There you are with your coffee in hand. You can smell the bitter beans before you take a sip. You smile knowing what it will do for you. You take a sip and *zing* there it is. There is that momentary feeling that everything will be just fine. You can do this, you’re not that tired, coffee will take care of you. You find hope.
My Coffee Journey
I have the odd privilege of being unemployed right now. And one of the things I’ve done while I’ve been applying for jobs and freelancing is I gave up coffee. I heard over and over again that it caused inflammation and anxiety and wanting to be rid of both of those, I thought putting down my latte in the morning would be the right move for my body.
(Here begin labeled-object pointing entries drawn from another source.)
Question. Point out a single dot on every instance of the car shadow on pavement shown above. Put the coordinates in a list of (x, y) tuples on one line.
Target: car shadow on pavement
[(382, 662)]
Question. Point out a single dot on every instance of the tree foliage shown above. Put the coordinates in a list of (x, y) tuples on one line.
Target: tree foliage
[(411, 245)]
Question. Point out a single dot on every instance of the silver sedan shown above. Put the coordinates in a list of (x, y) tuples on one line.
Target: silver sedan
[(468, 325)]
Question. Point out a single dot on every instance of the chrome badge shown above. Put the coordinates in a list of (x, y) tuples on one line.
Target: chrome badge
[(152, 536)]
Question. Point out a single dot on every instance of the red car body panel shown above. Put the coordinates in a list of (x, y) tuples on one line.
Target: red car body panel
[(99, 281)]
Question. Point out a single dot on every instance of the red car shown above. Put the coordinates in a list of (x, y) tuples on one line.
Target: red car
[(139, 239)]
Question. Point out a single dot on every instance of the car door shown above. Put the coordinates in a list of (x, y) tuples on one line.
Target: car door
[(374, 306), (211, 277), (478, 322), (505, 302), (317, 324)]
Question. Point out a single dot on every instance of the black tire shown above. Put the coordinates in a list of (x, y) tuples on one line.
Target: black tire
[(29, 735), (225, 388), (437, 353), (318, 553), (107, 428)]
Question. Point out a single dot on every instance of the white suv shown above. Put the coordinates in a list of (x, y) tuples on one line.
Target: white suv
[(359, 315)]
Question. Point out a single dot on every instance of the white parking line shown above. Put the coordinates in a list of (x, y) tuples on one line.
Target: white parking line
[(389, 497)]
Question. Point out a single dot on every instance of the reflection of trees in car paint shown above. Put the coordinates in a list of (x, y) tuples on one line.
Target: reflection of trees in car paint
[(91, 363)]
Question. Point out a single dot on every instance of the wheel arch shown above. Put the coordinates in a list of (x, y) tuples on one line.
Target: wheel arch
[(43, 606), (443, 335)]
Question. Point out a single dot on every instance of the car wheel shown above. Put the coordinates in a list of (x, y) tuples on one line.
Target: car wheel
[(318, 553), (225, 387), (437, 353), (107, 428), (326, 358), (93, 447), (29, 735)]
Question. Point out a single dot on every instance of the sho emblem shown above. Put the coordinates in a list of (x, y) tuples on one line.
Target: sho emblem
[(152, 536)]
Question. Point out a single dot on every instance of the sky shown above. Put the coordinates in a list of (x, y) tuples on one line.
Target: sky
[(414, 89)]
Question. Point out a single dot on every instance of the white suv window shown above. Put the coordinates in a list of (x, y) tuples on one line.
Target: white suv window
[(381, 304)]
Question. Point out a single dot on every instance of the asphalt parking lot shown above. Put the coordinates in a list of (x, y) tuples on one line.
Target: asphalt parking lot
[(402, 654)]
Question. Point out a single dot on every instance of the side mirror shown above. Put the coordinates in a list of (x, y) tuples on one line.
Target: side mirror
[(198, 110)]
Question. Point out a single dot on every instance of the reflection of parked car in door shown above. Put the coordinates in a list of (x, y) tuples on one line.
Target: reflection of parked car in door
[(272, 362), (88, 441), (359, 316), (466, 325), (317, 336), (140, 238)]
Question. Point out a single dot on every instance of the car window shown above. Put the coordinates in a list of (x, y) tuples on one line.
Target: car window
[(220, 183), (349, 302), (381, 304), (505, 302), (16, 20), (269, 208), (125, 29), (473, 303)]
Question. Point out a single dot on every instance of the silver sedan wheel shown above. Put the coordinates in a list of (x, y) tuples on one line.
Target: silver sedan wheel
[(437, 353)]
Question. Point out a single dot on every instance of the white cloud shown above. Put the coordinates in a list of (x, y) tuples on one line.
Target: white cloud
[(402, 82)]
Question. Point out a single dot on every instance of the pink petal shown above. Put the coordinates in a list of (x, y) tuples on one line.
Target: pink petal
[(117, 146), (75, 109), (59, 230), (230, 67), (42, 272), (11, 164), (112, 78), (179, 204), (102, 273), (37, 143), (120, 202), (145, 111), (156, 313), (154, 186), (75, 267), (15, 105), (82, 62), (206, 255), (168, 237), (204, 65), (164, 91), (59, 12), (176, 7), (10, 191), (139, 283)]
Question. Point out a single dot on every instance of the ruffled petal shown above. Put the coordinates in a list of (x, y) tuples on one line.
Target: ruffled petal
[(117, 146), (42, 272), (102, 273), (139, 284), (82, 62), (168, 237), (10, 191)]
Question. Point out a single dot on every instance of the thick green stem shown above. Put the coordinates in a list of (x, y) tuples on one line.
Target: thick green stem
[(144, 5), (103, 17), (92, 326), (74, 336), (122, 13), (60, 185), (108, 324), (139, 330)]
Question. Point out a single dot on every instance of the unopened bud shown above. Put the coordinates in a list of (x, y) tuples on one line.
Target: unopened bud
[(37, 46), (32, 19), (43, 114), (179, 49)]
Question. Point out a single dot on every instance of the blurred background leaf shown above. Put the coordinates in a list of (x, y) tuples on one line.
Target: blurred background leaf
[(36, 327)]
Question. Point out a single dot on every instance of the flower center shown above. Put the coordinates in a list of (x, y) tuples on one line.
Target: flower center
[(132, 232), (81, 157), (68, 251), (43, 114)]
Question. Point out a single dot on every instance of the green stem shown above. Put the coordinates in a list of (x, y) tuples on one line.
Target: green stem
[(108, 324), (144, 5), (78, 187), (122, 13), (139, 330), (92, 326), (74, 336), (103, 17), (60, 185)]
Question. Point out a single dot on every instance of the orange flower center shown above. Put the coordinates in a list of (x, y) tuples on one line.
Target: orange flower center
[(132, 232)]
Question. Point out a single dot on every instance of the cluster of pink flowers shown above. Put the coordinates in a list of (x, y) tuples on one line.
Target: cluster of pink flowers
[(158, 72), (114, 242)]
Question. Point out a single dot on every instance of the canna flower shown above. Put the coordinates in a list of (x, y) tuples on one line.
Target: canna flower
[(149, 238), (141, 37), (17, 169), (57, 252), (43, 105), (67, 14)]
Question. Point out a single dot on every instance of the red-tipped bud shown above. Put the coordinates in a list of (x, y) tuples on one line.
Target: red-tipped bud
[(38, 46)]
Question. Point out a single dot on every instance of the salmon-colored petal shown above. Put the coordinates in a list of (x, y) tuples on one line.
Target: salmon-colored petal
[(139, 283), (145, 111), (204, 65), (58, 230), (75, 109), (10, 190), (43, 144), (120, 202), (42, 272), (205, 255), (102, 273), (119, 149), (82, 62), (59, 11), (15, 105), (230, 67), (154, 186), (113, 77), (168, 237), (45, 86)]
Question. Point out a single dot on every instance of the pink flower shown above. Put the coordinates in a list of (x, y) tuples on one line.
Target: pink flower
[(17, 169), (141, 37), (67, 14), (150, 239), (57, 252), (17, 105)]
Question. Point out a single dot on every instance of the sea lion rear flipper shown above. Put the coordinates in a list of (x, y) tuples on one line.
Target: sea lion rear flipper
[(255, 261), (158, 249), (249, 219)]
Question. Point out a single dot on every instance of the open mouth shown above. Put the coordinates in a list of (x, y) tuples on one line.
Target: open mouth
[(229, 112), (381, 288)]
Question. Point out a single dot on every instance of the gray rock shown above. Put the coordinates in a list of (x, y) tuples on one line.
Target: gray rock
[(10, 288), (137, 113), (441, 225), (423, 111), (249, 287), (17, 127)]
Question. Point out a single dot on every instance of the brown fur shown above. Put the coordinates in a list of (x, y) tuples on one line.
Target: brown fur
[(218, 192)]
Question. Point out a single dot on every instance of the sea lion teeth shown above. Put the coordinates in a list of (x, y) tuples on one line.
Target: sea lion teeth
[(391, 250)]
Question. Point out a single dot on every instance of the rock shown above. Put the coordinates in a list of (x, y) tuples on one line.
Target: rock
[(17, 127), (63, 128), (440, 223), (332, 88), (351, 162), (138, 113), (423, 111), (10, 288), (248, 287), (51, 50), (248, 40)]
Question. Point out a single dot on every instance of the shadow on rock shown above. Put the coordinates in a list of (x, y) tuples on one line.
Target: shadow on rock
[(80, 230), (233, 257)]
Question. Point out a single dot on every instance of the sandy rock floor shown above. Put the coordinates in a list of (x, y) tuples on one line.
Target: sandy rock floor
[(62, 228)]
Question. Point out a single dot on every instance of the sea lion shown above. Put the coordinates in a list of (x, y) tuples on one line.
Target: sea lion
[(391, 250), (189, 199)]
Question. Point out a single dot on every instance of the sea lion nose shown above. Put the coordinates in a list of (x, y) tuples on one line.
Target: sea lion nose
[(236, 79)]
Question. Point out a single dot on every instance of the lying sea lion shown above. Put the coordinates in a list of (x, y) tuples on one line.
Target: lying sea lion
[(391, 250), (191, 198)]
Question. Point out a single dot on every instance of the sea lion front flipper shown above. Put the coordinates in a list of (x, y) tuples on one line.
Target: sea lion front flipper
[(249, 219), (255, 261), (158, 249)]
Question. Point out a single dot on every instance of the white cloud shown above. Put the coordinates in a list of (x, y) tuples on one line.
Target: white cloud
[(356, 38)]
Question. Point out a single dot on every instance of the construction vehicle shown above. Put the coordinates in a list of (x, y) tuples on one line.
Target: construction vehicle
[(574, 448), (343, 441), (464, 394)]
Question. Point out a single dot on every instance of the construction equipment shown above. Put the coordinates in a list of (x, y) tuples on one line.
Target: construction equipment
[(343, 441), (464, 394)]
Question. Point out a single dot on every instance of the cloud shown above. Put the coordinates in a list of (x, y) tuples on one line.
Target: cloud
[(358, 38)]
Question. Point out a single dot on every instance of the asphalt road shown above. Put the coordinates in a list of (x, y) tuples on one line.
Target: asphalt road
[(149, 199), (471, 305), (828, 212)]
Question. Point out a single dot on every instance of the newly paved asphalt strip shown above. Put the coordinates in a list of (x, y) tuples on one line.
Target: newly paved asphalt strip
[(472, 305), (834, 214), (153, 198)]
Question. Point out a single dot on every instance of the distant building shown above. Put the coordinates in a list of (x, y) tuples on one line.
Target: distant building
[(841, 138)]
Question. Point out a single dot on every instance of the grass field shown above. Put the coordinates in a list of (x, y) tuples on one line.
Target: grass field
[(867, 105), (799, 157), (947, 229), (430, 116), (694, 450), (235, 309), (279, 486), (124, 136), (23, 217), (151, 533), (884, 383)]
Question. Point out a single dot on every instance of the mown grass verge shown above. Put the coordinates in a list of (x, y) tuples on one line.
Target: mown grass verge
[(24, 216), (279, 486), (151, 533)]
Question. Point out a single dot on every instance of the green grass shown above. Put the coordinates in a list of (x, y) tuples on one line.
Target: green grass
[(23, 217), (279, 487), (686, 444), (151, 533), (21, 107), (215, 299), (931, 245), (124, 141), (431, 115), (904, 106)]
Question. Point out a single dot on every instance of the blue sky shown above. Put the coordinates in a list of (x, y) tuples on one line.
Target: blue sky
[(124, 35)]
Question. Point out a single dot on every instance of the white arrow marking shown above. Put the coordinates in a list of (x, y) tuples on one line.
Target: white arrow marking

The first day was awful of course. My headache started around 10 am. If you’ve tried giving up your morning brew before, you know these are not normal headaches either. The piercing between my eyes couldn’t be squelched with ibuprofen. But now, here I am, a few months later, and with this perspective, I can confidently tell you that you’re being brainwashed into thinking you need 6 cups a day to survive.
The Impact of Coffee
We spend a lot of money on drug prevention. We tell kids that cocaine is bad for them. We dehumanize people who use methamphetamine. But coffee, as a society we give it a pass. But if you need coffee every day, that’s no different than any other dependency. Sure a cup every once in awhile isn’t going to kill you, but if you need it to make it through the day, that is an addiction, there’s no way around that. It’s just an addiction that we’ve all decided is “OK”.
Why would we normalize coffee addiction? Easy. Capitalism. This world needs you to feel those moments of peace and hope so that you can continue to work.